Ruth Achlama hat ein anstrengendes Jahr hinter sich. Sie hat gearbeitet, „zehn Monate lang, von morgens bis abends, ohne Urlaub“, sagt sie, eine schmächtige Frau mit grauen, kurzen Haaren, in ihrem Wohnzimmer in Tel Aviv, umringt von Büchern. Zwei Regalreihen füllen allein die Werke, die sie übersetzt hat. 72 ist sie mittlerweile, andere sind da längst in Rente. Achlama hingegen hat in den vergangenen 40 Wochen mehr als 1000 Seiten aus dem Hebräischen ins Deutsche übersetzt, Satz für Satz, Wort für Wort. Das Ergebnis: „David Ben Gurion - Ein Staat um jeden Preis“ von Tom Segev liegt nun in gekürzter 800-Seiten-Fassung auf Deutsch vor. „Ich habe immer davon geträumt, Segev zu übersetzen“, sagt Achlama. Für sie ist Segev ein Glücksfall - ein Historiker, der auch Geschichtenerzähler ist. Aber vielleicht ist sie auch selbst einer: Israels Nationaldichter Chajim Nachman Bialik hat einmal, vor mehr als hundert Jahren, geschrieben, eine Übersetzung sei wie das Küssen einer Braut durch einen Schleier. Wenn das so ist, dann küsst Frau Achlama am besten. In ihrer Karriere hat sie mehr als 70 Bücher aus dem Hebräischen ins Deutsche übertragen.

Die Übersetzerin hat sie alle schon gehabt, die großen Romanciers und Autoren aus Israel, die in Deutschland seit den frühen Neunzigerjahren regelmäßig auf den Bestsellerlisten landen. Dichtung liegt ihr nicht, sagt sie. Sachbücher kann sie, Belletristik liebt sie.

Allein von Amos Oz sind es bis jetzt elf Bücher, darunter auch der Jahrhundertroman „Eine Geschichte von Liebe und Finsternis“. Außerdem: zehn von Meir Schalev, sieben von A. B. Jehoschua, sechs von Yoram Kaniuk und je eines von S. Jizhar, Nir Baram, Jehuda Amichai, Amos Kenan. Wer einen Oz, Schalev oder Kaniuk im Regal hat, hat auch eine Achlama - oftmals ohne es zu wissen. Dazu kommen noch Essaybände wie „Diesen Krieg kann keiner gewinnen“ von David Grossman, Sachbücher und „Kleinzeug“, wie Achlama es nennt, Übersetzungen von Zeitungsbeiträgen oder Reden.

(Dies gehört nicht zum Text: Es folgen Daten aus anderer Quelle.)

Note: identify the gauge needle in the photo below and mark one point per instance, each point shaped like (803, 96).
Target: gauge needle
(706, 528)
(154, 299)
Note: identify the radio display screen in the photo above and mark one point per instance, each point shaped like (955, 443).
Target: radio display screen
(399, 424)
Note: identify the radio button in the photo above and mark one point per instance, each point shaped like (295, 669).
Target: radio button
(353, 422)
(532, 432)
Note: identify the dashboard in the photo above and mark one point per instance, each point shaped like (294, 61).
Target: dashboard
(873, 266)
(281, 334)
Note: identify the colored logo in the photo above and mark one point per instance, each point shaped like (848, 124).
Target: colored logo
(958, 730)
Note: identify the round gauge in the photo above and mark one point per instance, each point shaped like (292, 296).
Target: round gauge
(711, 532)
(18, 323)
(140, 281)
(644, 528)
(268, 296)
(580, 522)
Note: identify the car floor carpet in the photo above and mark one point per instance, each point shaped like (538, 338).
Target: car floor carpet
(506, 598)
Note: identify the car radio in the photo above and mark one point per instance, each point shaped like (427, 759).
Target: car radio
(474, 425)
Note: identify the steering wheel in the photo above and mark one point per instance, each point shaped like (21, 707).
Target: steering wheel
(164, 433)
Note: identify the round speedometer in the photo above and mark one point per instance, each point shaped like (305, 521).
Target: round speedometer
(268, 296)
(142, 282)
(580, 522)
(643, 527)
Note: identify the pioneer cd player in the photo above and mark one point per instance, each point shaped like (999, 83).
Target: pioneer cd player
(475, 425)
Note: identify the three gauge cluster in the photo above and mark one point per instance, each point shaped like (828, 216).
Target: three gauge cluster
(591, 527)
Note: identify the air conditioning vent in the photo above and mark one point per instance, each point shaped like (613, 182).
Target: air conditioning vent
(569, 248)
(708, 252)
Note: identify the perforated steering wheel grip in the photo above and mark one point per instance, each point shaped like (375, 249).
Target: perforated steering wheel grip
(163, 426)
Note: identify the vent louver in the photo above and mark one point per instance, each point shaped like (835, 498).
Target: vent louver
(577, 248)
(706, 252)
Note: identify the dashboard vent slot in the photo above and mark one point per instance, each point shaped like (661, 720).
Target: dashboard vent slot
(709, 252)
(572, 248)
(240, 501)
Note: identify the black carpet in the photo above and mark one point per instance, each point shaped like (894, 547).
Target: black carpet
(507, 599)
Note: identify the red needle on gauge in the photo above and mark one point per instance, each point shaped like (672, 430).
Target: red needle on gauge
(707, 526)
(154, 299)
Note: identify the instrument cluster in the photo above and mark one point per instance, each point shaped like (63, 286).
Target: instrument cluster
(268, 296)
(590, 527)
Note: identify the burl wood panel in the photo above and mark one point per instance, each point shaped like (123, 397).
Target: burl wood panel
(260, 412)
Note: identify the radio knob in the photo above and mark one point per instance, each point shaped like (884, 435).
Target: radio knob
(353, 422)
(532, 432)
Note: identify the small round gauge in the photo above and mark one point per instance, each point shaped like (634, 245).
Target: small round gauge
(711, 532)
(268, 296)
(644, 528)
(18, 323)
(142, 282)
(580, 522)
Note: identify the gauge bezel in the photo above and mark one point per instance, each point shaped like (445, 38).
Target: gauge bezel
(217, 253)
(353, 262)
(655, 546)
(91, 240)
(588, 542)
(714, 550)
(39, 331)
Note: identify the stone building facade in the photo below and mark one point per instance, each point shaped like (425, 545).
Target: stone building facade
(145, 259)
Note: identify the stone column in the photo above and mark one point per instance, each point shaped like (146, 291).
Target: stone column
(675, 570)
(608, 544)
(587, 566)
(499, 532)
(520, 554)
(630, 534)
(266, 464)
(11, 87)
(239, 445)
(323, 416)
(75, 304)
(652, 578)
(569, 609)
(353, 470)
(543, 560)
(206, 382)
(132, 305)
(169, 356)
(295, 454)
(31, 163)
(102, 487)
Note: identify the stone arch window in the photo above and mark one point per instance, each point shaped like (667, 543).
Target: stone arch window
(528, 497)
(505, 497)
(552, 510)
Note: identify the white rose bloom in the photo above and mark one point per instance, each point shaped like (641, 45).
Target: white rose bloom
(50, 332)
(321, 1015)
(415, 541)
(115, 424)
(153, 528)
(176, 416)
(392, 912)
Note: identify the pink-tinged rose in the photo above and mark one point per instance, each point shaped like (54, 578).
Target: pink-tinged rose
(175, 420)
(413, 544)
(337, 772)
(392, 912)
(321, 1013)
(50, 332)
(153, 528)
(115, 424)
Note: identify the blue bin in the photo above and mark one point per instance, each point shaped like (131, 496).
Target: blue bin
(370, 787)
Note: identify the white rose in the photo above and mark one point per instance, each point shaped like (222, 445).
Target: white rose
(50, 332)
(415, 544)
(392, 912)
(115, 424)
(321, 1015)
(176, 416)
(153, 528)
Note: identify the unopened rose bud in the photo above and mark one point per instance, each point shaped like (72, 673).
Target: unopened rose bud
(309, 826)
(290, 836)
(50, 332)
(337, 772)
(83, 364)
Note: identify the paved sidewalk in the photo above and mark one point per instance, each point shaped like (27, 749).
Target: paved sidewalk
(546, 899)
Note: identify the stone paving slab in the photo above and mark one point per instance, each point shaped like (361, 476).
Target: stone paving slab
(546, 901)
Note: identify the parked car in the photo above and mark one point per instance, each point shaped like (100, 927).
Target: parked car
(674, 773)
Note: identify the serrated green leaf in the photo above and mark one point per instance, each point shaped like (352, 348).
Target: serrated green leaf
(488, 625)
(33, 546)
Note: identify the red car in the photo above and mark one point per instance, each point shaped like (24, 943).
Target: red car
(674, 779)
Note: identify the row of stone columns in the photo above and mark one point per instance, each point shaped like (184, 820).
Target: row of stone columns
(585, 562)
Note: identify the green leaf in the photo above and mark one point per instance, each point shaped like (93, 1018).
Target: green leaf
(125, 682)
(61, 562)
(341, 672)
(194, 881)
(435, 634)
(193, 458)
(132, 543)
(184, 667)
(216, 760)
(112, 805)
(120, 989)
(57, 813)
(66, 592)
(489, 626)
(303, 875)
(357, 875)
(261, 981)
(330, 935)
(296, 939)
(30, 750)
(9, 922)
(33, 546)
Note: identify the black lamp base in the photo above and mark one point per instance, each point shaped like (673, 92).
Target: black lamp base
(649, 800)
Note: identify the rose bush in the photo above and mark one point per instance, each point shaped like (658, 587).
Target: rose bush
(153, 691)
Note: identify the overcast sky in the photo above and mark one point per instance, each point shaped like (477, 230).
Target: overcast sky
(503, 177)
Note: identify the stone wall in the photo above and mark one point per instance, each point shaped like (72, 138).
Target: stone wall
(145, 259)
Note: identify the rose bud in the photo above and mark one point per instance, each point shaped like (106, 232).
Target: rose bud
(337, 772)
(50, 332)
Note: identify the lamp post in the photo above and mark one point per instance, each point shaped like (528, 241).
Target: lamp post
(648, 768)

Von Mannheim nach Tel Aviv

Dass sie zur wichtigsten deutschsprachigen Übersetzerin israelischer Literatur avancieren würde, war zunächst nicht ihr Lebensplan: Achlama, 1945 in Quedlinburg geboren, wuchs im Mannheimer Stadtteil Lindenhof auf. Nach dem Zweiten Weltkrieg war der nicht mehr als eine Trümmerwüste.

In den Sechzigern studierte sie Jura in Heidelberg. Dort lernte sie auch ihren Mann Abraham kennen, einen Chemiker aus Israel. Dann ging alles schnell: Während ihres Referendariats arbeitete sie unter anderem ein halbes Jahr bei einem Rechtsanwalt in Tel Aviv, 1973 folgte ein Judaistikstudium in Ohio. Ein Jahr später dann, mit Ende 20: Hochzeit, Übertritt zum Judentum, aus Renate wurde Ruth, und die Auswanderung nach Israel.

Heute bezeichnet sie sich als eine jüdische Israelin mit deutschen Wurzeln: „Das man nur eine Identität hat, ist doch Unsinn.“ Damals, Anfang der Siebziger, musste sie Hebräisch erst noch richtig lernen. Achlama arbeitete zunächst als Korrekturleserin bei der 1936 gegründeten deutschsprachigen Zeitung „Israel-Nachrichten“. Die lasen vor allem Jeckes, wie die deutschsprachigen Juden genannt werden. Anschließend studierte sie Bibliothekswissenschaft an der Hebräischen Universität in Jerusalem, arbeitete ein paar Jahre in dem Beruf - erst ab 1979 gab sie sich ganz ihrer Passion hin.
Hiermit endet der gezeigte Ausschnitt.